Chin v The estate of George Edward Chin: costs approach claim value as court strikes swathes of witness evidence

Deputy Master excludes recycled probate statements but orders cross-examination applying TUI v Griffiths.
Large parts of the evidence filed by a claimant seeking an account of Hong Kong sale proceeds have been excluded before trial, in a ruling that lays bare the disproportion of a family dispute where combined costs are approaching the maximum realistic value of the claim.
In Chin v The estate of George Edward Chin and Chin [2026] EWHC 1791 (Ch), handed down on 16 July 2026, Deputy Master Henderson allowed the defendants' application in substantial part while granting the claimant's oral application for cross-examination at trial.
The Part 8 claim, issued in October 2020, seeks an account of the proceeds of a Kowloon flat sold in 2014, held by the parents and their son Winston as beneficial joint tenants. The claimant, one of six siblings, sues as executrix of her late mother's estate. An earlier probate claim saw HH Judge Jarman QC set aside a 2011 will and a transfer on grounds of want of knowledge and approval and undue influence. Deputy Master Glover determined the Hong Kong law issues in January 2025.

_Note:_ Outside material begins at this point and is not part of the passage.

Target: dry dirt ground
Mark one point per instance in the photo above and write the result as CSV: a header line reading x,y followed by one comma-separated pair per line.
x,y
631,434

The procedural history is stark. The trial has been adjourned on seven occasions since a 1.5-day listing first fixed for January 2022. Net proceeds were HK$5,790,000, making the claim worth at most around £200,000 plus interest, with recovery uncertain absent personal liability in Winston. The costs schedules for this application alone came to £11,220 and £39,386.20.
Deputy Master Henderson rejected the submission that his December 2025 order confined the claimant to answering particular points in the defendants' evidence, reasoning that such a restriction would let the defendants curtail the material before the court by serving sparse evidence themselves. That did not give the claimant a free hand: the evidence still had to be relevant.
He treated Rahman v Rahman and Wilkinson v West Coast Capital as consistent, adopting Mann J's approach with one adjustment, substituting a test of whether it would be just and proportionate in accordance with the overriding objective to permit the evidence, rather than simply "right".
Applied to the material, the results were unsparing. Statements made by the claimant, her sister, and her brother-in-law in the probate claim, recycled and adopted "so far as relevant in these proceedings", were excluded in full. That formula was unsatisfactory because it left the other parties and the court uncertain what was adopted; the statements had been aimed at different issues and had already been the subject of cross-examination.
Allegations that the father and Winston used accounts in others' names to conceal income from the Revenue between 1978 and 1993 were excluded outright. Defrauding the Revenue in that period, the ruling observed, hardly shows a propensity to deal with sale proceeds without a joint owner's consent two decades later. Passages inviting the court to infer, or expressing what the claimant found difficult to believe, were excluded as submission or speculation rather than evidence. Evidence going only to credit was left to the trial judge, following Anglo Eastern Trust v Kermanshahchi.
On cross-examination, Deputy Master Henderson accepted there was a substantial element of fishing in the claimant's approach, noting her solicitors had written that a ruling for the defendants on Hong Kong law would likely conclude the action. He nonetheless applied the rule in Browne v Dunn as restated in TUI UK Ltd v Griffiths: the court will not find a witness dishonest without the allegation being fairly put. Enough had been done on some allegations, notably Winston's evidence that the proceeds were spent during his mother's lifetime with her agreement, to make cross-examination necessary. Justice and fairness outweighed case management considerations, though the trial judge retains power to limit or dispense with it.
Alexander Learmonth KC appeared for the claimant; Jordan Holland for the defendants.